Foodies and connoisseurs may shudder at the thought of confining biryani inside a roti, but a prominent food retailer in Britain has done just that — offering biryani in a wrap.

world Updated: Jan 30, 2019 20:15 IST
Prasun Sonwalkar
Prasun Sonwalkar
Hindustan Times, London
Biryani,Wrap,Mughal
Foodies and connoisseurs may shudder at the thought of confining biryani inside a roti, but a prominent food retailer in Britain has done just that — offering biryani in a wrap. (Getty Images/iStockphoto)

Would you relish the tingling flavours of a biryani wrapped in a roti?

Foodies and connoisseurs may shudder at the thought of confining biryani inside a roti, but a prominent food retailer in Britain has done just that, raising a welter of protest as well as some delight at the experiment.

The long history of Indian food in the UK has seen versions of original dishes that may or may not exist back home. For example, the ‘chicken tikka masala’ is a British invention, now elevated to the status of the country’s national dish.

But retail major M&S has taken it further by referring to the Mughal era dish and offering what it calls ‘sweet potato biriyani wrap’, described as “fragrant sweet potato, basmati rice and buckwheat with a fresh kachumber salad and mango chutney, in a wholemeal roti wrap”.

It hit the headlines when food writer Maunika Gowardhan tweeted its image, and said: “Thanks but I like my biryani with rice in a bowl not a wrap. Seriously M&S!?” Some took issue with the spelling (‘biryani’), while others alleged there is “no frigging rice in there”.

Gowardhan told The Times: “I was trying to pick up something for my lunch on the go and came across a label that said biryani. I thought it was genuinely a biryani. I was a little confused. It was wrapped in a bread. I have never seen a biryani wrapped in a bread”.

“A biryani is a labour-intensive method of cooking. You layer everything. There’s saffron, there’s cardamom, some regions have rosewater, garam masala. This is a complete misrepresentation of what the dish is. All you are doing is using the name, not the dish. Biryani is not a flavour, biryani is a dish.”

But the retailer said: “M&S is famous for its food innovation and our developers use a fusion of different flavours and ingredients to create an exciting range of products to appeal to customers’ tastes.”

As more tucked into the row, celebrity chef Vivek Singh called for a relaxed approach, questioning rigidity and lack of experimentation in cuisines: “I don’t think there is a holy grail of what a biryani should be…People in Britain love biryani as much as most of us from the sub-continent.”
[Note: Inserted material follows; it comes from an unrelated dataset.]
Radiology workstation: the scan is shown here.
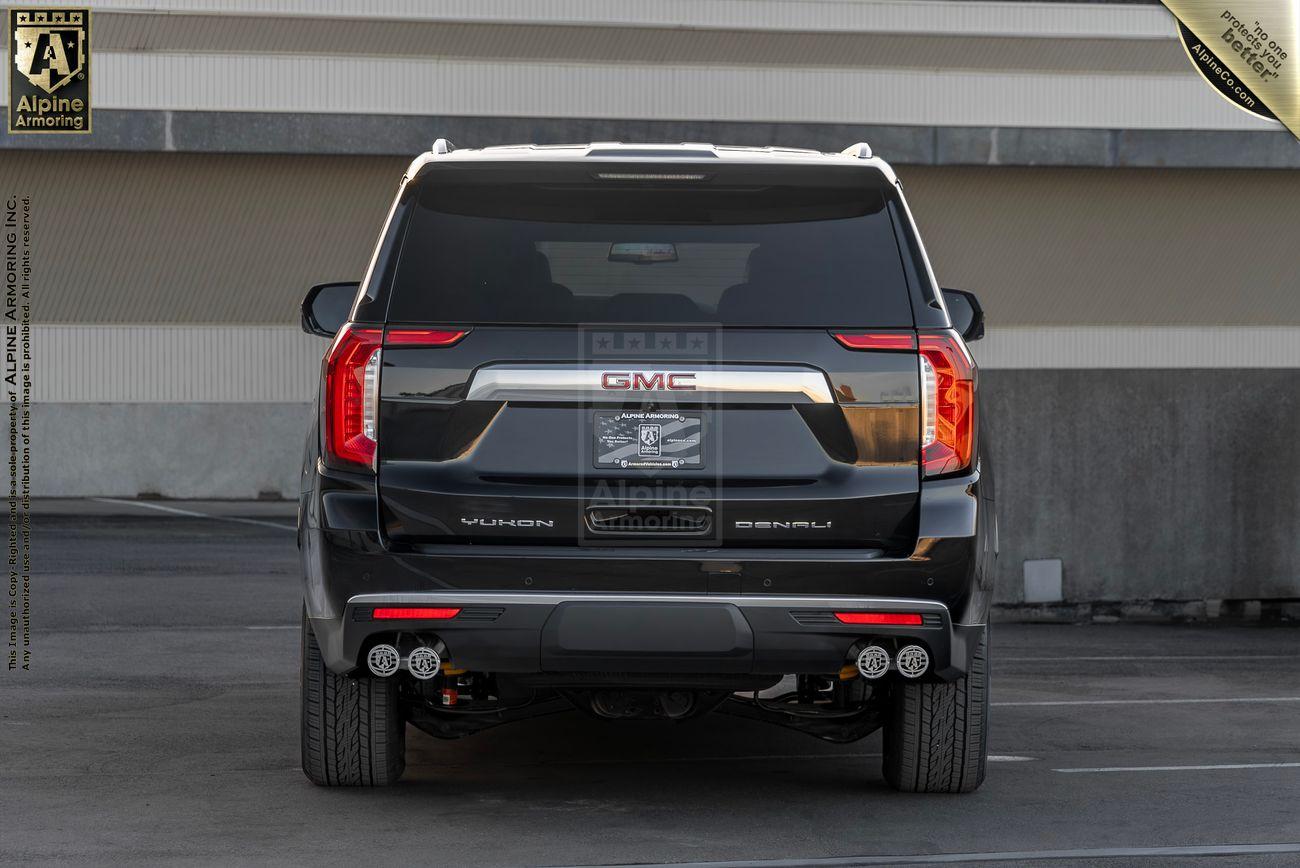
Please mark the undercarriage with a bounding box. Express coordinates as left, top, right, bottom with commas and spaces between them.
399, 668, 890, 743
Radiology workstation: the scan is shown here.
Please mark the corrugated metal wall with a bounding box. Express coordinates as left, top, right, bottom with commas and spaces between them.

“I don’t have a very rigid view of what authenticity is. I have spent a good part of my cooking life trying to challenge perceptions and push boundaries. I don’t think even my food is authentic,” he told the daily.

It was former foreign secretary Robin Cook, who famously elevated ‘chicken tikka masala’ to the status of a national dish, widely available in restaurants as well as in the form of ready-meals in supermarkets.

According to Cook, it is a national dish “not only because it is the most popular, but because it is a perfect illustration of the way Britain absorbs and adapts external influences. Chicken tikka is an Indian dish. The masala sauce was added to satisfy the desire of British customers.”